Letter of Continued Interest

Letter of Continued Interest (Meaning, Colleges, Steps to write)5 min read

For students on the waitlist or whose admission was deferred, writing a Letter of Continued Interest can be discouraging and frustrating.

The feeling gets even worse when you know that the chances of getting off the waitlist are very slim.

However, even at that moment, you feel helpless, but waiting brings a glimpse of hope when you get to know that there is a little thing you can do to get you off the waitlist or get your admission reinstated. 

But how does writing a Letter of Continued Interest help get you off the waitlist? What exactly is a Letter of Continued Interest?

Also, how can one write a Letter of Continued Interest? This article will provide answers to these questions and others alike.

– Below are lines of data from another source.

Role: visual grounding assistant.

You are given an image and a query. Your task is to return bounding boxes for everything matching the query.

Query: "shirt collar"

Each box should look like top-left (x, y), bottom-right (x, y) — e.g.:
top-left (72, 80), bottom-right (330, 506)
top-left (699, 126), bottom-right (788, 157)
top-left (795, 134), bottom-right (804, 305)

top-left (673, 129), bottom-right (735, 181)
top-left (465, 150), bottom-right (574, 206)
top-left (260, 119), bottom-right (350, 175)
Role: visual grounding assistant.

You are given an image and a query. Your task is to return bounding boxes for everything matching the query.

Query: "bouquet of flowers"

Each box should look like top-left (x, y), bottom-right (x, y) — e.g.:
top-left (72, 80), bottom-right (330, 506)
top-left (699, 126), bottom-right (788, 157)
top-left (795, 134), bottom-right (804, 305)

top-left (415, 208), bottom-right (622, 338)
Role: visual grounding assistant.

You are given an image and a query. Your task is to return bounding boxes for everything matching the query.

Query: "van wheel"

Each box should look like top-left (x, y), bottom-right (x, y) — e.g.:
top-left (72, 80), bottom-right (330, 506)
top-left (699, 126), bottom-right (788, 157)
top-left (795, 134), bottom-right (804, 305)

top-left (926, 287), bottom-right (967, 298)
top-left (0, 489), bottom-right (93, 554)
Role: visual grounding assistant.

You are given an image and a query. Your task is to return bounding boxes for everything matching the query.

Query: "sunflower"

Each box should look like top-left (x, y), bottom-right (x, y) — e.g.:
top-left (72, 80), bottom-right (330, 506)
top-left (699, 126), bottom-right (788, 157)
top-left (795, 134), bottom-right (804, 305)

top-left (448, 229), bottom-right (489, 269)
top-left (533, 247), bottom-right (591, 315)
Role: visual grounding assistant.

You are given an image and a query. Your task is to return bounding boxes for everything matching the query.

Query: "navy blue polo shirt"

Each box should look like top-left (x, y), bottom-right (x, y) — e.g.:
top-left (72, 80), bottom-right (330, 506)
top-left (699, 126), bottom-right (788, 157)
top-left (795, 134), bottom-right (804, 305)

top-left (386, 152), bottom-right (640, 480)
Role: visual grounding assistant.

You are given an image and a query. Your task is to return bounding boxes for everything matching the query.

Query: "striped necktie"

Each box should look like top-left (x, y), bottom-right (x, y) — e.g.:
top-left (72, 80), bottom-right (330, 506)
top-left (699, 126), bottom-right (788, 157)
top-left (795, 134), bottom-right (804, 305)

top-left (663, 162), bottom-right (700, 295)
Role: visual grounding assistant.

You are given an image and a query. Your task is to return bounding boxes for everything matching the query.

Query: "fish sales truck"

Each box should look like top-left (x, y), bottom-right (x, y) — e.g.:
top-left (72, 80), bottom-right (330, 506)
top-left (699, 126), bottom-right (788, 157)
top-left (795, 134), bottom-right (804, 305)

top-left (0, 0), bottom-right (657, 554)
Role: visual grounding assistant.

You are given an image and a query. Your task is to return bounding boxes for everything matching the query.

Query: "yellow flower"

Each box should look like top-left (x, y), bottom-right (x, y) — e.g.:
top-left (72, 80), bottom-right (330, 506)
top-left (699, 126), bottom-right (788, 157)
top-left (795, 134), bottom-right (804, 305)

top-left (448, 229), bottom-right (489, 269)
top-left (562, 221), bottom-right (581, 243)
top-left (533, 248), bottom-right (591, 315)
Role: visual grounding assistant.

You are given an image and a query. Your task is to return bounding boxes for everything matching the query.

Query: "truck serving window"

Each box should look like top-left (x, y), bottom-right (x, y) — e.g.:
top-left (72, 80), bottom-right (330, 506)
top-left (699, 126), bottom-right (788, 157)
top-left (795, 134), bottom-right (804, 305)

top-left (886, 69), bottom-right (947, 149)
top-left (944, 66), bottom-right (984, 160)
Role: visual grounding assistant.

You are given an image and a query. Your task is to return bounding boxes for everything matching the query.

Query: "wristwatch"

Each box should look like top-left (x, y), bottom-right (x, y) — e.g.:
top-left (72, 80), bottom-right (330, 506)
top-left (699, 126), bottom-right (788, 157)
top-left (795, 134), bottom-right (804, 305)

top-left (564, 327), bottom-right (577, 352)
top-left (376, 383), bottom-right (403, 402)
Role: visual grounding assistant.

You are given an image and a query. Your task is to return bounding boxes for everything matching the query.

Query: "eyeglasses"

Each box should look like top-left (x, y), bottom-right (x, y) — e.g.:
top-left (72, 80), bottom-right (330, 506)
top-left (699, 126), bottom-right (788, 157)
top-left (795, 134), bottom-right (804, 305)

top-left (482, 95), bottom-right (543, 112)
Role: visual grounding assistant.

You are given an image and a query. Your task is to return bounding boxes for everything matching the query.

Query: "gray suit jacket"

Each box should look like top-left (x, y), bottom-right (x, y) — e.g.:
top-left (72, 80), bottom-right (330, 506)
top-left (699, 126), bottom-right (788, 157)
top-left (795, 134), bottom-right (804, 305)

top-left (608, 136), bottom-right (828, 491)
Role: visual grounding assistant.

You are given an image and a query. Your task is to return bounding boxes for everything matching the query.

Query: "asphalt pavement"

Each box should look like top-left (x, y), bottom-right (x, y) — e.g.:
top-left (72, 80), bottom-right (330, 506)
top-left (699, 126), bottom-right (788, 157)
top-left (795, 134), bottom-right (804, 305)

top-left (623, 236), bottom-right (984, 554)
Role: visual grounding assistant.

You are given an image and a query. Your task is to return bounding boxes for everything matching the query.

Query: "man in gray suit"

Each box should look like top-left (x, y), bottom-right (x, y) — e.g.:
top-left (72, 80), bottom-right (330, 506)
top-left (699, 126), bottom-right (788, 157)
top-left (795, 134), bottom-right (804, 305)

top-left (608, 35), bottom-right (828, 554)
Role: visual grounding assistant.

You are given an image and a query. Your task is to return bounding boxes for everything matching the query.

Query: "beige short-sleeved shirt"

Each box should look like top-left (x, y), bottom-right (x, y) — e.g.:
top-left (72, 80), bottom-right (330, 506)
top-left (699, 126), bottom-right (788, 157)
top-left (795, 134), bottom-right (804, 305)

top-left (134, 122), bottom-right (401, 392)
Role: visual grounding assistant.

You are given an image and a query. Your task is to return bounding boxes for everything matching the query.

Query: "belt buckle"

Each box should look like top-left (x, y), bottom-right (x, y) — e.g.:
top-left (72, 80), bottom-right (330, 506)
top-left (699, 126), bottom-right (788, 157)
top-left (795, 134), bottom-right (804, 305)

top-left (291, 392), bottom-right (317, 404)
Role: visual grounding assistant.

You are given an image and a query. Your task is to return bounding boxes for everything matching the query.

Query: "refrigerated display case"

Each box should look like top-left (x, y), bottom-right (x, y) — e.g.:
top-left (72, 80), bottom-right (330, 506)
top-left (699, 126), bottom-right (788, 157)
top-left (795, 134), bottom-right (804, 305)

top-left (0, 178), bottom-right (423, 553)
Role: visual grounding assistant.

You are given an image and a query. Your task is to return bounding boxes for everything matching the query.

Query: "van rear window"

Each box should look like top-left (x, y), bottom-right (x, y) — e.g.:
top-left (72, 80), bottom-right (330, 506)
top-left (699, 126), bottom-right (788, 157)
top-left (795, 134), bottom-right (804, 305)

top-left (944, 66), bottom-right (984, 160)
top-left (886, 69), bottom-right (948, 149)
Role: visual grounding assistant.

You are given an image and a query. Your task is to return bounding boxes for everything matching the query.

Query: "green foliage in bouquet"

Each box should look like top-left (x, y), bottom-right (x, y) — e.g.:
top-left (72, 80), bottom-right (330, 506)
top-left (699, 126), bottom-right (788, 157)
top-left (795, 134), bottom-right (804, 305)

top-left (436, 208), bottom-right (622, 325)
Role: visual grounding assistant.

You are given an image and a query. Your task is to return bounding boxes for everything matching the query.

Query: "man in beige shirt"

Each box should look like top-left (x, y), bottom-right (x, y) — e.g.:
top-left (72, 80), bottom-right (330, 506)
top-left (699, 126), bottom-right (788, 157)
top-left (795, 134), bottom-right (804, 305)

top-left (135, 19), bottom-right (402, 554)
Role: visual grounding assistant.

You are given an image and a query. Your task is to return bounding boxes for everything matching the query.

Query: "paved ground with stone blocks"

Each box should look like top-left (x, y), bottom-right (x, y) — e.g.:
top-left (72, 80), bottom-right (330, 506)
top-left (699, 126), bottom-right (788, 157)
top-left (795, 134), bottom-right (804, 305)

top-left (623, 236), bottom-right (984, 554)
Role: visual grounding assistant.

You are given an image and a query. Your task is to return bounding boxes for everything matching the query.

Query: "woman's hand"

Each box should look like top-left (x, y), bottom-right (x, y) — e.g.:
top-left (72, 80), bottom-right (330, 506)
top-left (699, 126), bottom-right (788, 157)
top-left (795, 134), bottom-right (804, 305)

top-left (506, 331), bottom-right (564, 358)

What is a Letter of Continued Interest? 

Suppose you have been deferred or put on a waitlist, which usually points to a few things about you as a candidate.

First off, the good news is that the institution thinks you are worth trying to be a serious candidate.

Of course, this doesn’t happen without warning. Usually, if you are on the waiting list, the admissions committee is not convinced that you will positively contribute to the incoming class.

Although they recognize your potential, they have more compelling or better-qualified applicants, and until they get a response from their first-choice applicants, they just aren’t sure they have a place for you. 

You can submit a Letter of Continued Interest if a school puts your application on a waiting list or defers.

Letter of Continued Interest is an optional letter you can send to your ideal program to let them know that you are still interested in admission.

This letter can help the admissions committee to take note of your application and consider it if a spot opens up in the program or when they look at your application later on. 

A letter of continued interest informs the college that you are still interested in obtaining its admission, even if it means making you wait longer for it.

It also updates the college with all the accomplishments you may have had since your initial application and hopefully convinces them that you will genuinely make a positive contribution to the incoming class.

What do Colleges want to see in a Letter of Continued Interest?

Generally speaking, there are two pieces of information that can help give you the edge.

Think of it this way; colleges aim at filling their incoming class with qualified first-year students.

They seek to achieve this by filling the incoming class and ensuring that only genuinely successful applicants are accepted.

Usually, colleges seek to know two things about their applicants.

First, are you able to do well in the college you are applying for? and second, will you participate in school activities if you are accepted? 

Things you need to include in a Letter of Continued Interest:

A typical Letter of Continued Interest is meant to answer both questions stated above graciously and genuinely.

A Letter of Continued Interest should also express appreciation for being offered a spot on a waitlist or deferred decision, as this is a testament to positive personality traits, such as persistence and the ability to overcome adversity.

Things you should not include in a Letter of Continued Interest:

The Letter of Continued Interest is not the right place to express your disappointment or frustration.

Instead, focus on the positive aspects and do not allow any of those negative energies to find their way into your letter.

Steps to follow in writing a Letter of Continued Interest

It would be best if you considered taking these five steps as a guide in writing a Letter of Continued Interest:

1. Review College guidelines:

Before you begin writing a letter of continued interest, you should probably review the college’s guidelines.

Most colleges make available a FAQ section as regards the process of the waitlist.

Some colleges may restrict applicants from sending a letter of continued interest or only send the letter when they say so.

For such reasons reviewing the college guidelines is important.

2. Write an introduction:

The next step is to work on the introduction. If possible, address your Letter of Continued Interest to the person who sent the initial deferment or list letter.

This may be an admission committee officer or any other important person in the college.

After going past the greeting stage, you can write a short introduction paragraph appreciating them for their time and consideration.

Then also inform them of your continued interest in getting admitted into the college. 

3. Fix in Relevant Updates:

This paragraph is where you may let the college know how well you have improved since the last time you sent your initial application.

Such updates may likely include the latest grades, extracurricular activities, or volunteer or standardized test scores.

This will inform the college of how well you have developed since your admission was out on hold.

4. Include a personal story of why you want to attend the College:

Just like other paragraphs, this one should be brief as well. Here, you express why the college is your dream school and how you believe attending it would help you achieve your academic and career targets.

5. Your Letter should have a conclusion:

Your letter of continued interest should include a conclusion, and it is here that you should thank the recipient once more for considering you. In the end, sign your full name.

Conclusion

Be aware that there are colleges that do not accept Letters of Continued Interest.

So before submitting such a letter to a college, be sure to read your decision letter and the college’s admissions website carefully to know if or not the college has indicated anything about submitting additional information.

If the college indicates that further correspondence is not welcome, you should not send a letter of continued interest.